Sal walks through an example of a hypothesis test where he determines if there is sufficient evidence to conclude that a new type of engine meets emission requirements. Created by Sal Khan.

## Want to join the conversation?

- I've always been confused about what a degree of freedom is. My textbook is very unclear, and wikipedia isn't much help either. Wikipedia describes degrees of freedom as "the number of values in the final calculation of a statistic that are free to vary", which is very vague. Is anyone really clear on what this is? I've seen it used all the time in hypothesis tests, but it's always baffled me(35 votes)
- Correct me if I'm wrong, but the way I see it can be illustrated by the following example. Lets say you have de letters A, B, C and D and you have four boxes under which those letters are hidden, called 1, 2, 3 and 4. The letters are randomly hidden under the boxes so you have to guess them. You open box 1 and see the letter C, so that one's out. Box 2 reveiles A, so that one's out aswell and the letters B and D are left. However, if you open the third box and you see the letter, you automatically know what's below box number 4 aswell. So if box 3 reveiles the letter D, you automatically know that B is below box 4. Hence, you have one degree of freedom less, since the last letter is known when the previous three boxes are lifted and there's no need to lift up the last box.(55 votes)

- Correction @2:12; it should use "<=" instead of "=", that is: P( xbar <= 17.7 | H0 )<0.01. p-values are the probability of the statistic coming out "more extreme" than what was observed. This makes sense since we are working with a one-sided test that rejects only if the mean is low. (For the two-sided test, you double the probability to represent both tails.)(18 votes)
- I agree that the probability phrasing in the video is incorrect. It should be <=. Since this is a continuous distribution, the probability of getting any single value is actually zero. So, P(xbar = 17.7|H0 is true) = 0). We are truly looking for the probability of getting a value of xbar more extreme than the observed value of 17.7. Later in the video, Sal shifts gears to examining for a value that is more extreme (than the t-statistic), but that "more extreme than" bit should have been present from the beginning of the analysis.(11 votes)

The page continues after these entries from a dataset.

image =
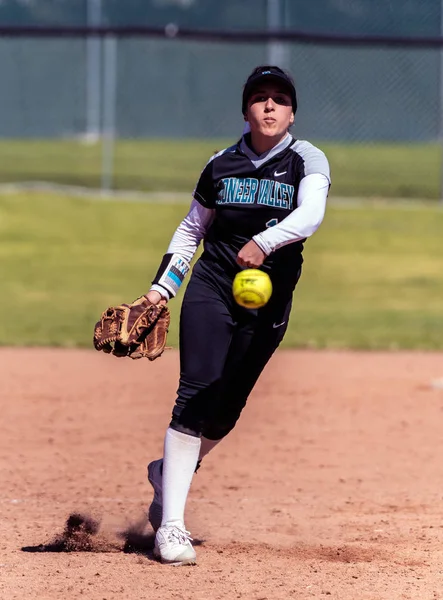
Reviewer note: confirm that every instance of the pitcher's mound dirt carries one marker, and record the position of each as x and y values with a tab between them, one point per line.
330	486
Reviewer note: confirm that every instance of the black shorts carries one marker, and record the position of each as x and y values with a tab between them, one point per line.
223	350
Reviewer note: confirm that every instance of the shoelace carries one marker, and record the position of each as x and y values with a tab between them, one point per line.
175	534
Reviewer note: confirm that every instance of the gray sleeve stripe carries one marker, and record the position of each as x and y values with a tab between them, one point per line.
314	159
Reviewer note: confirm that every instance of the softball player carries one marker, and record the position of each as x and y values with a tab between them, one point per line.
254	206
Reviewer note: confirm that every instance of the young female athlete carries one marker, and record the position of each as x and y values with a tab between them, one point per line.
254	205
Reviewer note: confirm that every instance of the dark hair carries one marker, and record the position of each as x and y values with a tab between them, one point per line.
268	72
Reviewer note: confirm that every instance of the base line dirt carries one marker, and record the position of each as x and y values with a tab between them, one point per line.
331	486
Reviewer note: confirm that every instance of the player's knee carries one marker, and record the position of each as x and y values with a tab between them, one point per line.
217	431
186	421
182	428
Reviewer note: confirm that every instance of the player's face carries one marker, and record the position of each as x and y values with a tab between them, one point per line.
269	112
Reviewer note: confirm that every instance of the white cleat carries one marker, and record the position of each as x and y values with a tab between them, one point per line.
155	478
173	546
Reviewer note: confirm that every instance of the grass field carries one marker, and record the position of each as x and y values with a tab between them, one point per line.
373	170
373	275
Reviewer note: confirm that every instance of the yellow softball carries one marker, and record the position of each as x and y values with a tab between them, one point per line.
252	288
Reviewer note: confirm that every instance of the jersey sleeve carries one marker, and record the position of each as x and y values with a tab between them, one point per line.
205	192
315	161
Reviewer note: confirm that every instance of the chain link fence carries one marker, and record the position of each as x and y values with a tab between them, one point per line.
145	113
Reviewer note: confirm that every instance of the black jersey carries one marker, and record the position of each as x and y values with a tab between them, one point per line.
251	193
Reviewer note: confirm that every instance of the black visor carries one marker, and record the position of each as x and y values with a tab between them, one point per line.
268	74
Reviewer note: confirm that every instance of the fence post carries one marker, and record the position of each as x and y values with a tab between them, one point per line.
93	72
109	111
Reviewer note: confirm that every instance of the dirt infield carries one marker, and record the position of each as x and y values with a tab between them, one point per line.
331	486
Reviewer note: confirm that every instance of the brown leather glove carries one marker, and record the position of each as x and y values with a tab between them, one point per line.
137	330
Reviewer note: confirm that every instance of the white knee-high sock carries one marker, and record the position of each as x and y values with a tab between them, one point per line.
206	446
179	460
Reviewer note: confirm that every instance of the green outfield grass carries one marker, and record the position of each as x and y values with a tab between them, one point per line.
373	274
372	170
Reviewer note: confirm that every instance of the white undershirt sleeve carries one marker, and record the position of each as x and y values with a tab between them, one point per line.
188	236
303	221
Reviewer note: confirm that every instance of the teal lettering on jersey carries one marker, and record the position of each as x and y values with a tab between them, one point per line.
237	191
248	190
274	193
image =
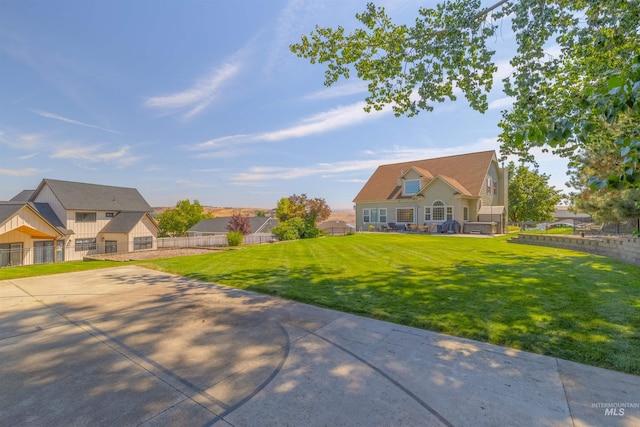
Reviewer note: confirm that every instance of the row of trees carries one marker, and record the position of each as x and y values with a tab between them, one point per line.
299	216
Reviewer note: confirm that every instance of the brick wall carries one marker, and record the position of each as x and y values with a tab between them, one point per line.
623	248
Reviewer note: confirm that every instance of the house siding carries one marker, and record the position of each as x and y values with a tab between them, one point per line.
458	181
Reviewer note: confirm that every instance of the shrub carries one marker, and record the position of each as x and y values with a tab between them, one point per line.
239	223
234	238
292	229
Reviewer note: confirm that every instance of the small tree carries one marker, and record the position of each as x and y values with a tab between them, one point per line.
292	229
531	198
175	222
239	223
310	211
234	238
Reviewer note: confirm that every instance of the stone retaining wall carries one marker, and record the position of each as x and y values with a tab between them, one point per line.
623	248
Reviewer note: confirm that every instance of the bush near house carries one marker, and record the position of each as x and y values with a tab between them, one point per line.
235	238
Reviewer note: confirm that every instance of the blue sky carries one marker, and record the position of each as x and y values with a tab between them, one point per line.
203	100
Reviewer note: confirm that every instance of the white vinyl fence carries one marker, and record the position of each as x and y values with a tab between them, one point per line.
217	240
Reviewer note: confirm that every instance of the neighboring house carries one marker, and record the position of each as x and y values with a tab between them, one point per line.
218	226
563	215
65	221
470	189
337	228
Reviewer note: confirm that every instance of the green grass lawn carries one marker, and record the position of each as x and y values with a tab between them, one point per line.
560	303
63	267
550	301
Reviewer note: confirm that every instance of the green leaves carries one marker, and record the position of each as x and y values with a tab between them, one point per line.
561	101
410	68
531	198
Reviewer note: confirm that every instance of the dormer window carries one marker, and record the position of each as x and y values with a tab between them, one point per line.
411	187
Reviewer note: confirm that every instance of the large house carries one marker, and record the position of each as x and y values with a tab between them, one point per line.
463	193
64	221
218	226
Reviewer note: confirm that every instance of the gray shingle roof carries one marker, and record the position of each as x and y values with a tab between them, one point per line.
123	222
8	209
23	196
47	213
82	196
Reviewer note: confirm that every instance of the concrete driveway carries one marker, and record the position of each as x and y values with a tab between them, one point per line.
133	347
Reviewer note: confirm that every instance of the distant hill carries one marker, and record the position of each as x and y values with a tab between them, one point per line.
347	215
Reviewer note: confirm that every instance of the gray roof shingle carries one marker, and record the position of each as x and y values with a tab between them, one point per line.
82	196
123	222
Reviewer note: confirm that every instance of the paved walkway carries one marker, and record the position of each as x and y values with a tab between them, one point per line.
134	347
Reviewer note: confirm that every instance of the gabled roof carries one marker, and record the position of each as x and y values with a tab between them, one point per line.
219	225
8	209
47	213
425	173
452	182
82	196
463	171
123	222
23	196
11	208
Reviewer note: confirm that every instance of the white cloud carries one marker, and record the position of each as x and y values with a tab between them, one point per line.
74	122
198	97
320	123
93	154
501	103
19	172
344	171
345	89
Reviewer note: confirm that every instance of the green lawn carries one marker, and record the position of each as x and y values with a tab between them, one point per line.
550	301
63	267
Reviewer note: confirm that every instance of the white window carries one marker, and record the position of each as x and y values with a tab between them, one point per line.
142	243
85	244
383	214
427	213
374	215
411	186
437	210
85	217
404	215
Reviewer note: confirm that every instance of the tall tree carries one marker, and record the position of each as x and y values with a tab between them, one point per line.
559	100
239	223
600	161
312	211
531	198
175	222
299	216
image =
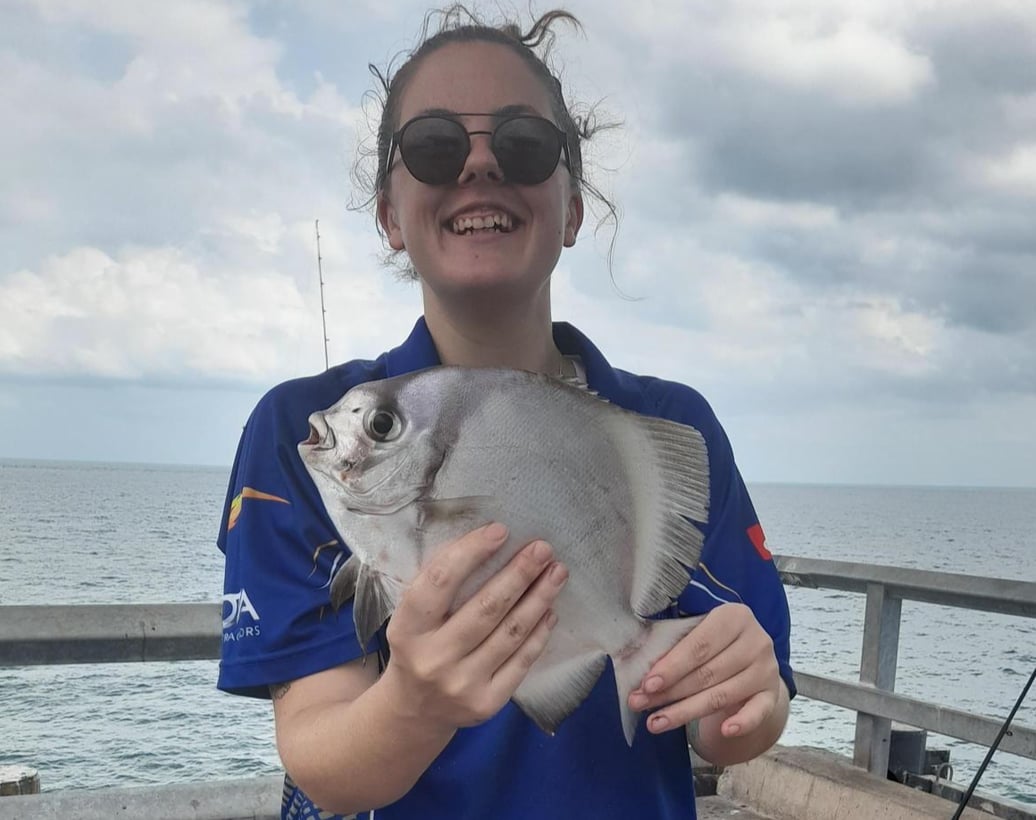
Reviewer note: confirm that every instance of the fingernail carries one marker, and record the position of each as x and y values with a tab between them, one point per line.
558	574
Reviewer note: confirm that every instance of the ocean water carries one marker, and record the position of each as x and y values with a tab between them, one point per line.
104	533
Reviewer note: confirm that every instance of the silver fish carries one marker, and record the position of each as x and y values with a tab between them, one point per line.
408	464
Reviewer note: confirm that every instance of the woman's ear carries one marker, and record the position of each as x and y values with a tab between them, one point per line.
390	223
573	220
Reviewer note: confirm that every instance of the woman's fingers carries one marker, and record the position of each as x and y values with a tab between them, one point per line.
513	635
510	604
427	602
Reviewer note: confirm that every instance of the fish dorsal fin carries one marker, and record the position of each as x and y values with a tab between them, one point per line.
548	697
669	477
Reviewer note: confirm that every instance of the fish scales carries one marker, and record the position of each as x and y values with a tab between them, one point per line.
406	465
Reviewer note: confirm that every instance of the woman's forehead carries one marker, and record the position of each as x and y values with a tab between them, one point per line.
473	77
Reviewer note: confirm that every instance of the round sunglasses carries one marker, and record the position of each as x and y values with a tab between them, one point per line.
434	147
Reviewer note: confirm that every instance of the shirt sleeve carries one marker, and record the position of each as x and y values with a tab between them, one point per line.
281	553
736	565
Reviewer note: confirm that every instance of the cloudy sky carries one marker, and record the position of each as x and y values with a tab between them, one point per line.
828	222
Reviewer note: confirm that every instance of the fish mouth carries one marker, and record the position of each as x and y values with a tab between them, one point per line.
320	439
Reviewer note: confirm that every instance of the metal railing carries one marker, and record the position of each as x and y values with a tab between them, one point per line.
873	698
32	635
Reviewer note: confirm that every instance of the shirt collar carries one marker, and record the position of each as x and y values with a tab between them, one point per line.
419	352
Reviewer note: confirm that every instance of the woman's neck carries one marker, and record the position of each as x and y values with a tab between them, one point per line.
484	335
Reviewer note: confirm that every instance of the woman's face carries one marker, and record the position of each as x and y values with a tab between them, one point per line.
420	218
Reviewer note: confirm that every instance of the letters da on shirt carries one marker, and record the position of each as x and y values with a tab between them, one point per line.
240	620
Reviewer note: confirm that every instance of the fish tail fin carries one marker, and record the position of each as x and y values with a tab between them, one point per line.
631	665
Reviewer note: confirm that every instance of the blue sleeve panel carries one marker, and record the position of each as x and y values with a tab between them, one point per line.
736	566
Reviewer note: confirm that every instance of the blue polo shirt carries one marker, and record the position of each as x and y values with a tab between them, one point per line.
282	550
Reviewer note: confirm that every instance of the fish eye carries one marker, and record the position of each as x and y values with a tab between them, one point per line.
382	425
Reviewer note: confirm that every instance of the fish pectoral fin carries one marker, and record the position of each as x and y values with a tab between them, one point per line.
471	510
343	586
376	597
550	693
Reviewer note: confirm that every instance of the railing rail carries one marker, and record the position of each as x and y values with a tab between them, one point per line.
872	697
33	635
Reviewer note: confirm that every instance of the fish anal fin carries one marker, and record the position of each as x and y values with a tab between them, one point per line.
551	693
632	664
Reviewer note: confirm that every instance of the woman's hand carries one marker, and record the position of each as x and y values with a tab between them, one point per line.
459	668
723	674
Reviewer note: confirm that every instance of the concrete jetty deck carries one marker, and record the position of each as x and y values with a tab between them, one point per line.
788	783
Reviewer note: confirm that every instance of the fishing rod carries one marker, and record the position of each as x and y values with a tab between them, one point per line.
323	313
988	755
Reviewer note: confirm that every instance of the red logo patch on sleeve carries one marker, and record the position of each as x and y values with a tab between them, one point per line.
758	540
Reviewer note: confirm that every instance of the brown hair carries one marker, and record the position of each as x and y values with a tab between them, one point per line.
458	24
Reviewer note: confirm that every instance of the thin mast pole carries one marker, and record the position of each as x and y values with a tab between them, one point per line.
323	312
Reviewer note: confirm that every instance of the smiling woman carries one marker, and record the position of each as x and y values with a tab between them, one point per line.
480	184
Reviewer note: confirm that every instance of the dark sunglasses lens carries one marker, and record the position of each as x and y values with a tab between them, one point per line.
527	148
434	149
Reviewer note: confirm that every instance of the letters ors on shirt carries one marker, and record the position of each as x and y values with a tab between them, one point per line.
239	618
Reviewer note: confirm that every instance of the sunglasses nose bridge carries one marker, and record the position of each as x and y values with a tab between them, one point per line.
481	159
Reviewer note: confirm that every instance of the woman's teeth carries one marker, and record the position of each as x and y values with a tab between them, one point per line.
493	222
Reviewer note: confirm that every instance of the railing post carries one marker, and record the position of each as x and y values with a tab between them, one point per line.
878	668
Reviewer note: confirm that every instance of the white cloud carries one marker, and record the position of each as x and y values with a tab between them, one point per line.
1013	172
851	61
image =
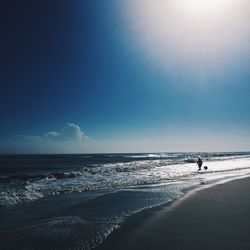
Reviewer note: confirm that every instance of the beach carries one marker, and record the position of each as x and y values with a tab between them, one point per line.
210	218
122	201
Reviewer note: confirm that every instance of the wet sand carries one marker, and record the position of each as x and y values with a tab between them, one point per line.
214	218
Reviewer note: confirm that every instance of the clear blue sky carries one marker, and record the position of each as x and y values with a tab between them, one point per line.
113	76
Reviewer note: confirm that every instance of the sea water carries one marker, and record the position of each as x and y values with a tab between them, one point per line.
76	201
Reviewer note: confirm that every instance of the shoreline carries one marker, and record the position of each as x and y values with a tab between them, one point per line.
177	224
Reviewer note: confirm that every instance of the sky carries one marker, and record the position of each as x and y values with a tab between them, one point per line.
124	76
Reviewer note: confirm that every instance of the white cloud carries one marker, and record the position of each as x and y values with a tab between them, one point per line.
52	134
69	139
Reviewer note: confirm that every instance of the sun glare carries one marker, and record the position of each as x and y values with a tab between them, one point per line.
189	35
205	6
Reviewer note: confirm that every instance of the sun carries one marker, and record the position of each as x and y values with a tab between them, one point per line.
204	7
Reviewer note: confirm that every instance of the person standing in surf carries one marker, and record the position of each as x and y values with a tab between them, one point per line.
199	163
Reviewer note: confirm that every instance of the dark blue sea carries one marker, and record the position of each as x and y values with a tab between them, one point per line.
76	201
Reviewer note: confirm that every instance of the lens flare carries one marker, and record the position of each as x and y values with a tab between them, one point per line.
194	36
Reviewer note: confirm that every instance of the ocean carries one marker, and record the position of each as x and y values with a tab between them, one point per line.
76	201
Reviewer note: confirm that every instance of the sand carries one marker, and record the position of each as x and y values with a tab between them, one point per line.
214	218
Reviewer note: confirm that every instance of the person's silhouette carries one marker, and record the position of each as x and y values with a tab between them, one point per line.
199	162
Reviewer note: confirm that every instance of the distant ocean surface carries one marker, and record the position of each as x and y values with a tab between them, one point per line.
76	201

- Why do we actually use s / sqrt(N) and not s / sqrt(N-1) ? I thought that we used the latter if the sample size is small, or am I wrong? When do you use the one or the other?(4 votes)
- Dividing by n-1 is used when we calculate the
*standard deviation*, s. Once we've done that, we've already adjusted for the bias. The calculation of s / sqrt(n) is calculating the*standard error of the sample mean*(well, an estimate of it). This calculation uses just sqrt(n) in the denominator.(11 votes)

- I have a basic question on the null hypothesis (H0). Why wasn't the null hypothesis stated as x<20? Is it because the question mentioned Type 1 error or is there some other reasoning for assessing the problems in general?(4 votes)
- Hypothesis tests are designed to prove the alternative hypothesis, so we try to put what we want to show into H1, and use the opposite of it as the null, Ho.

And yes, this is related to Type I Error - which is the probability of incorrectly deciding that H1 is true. So in this case, if we rejected Ho (that is, conclude the new engine design meets the emission requirements), then there is only a 1% chance that we made a mistake.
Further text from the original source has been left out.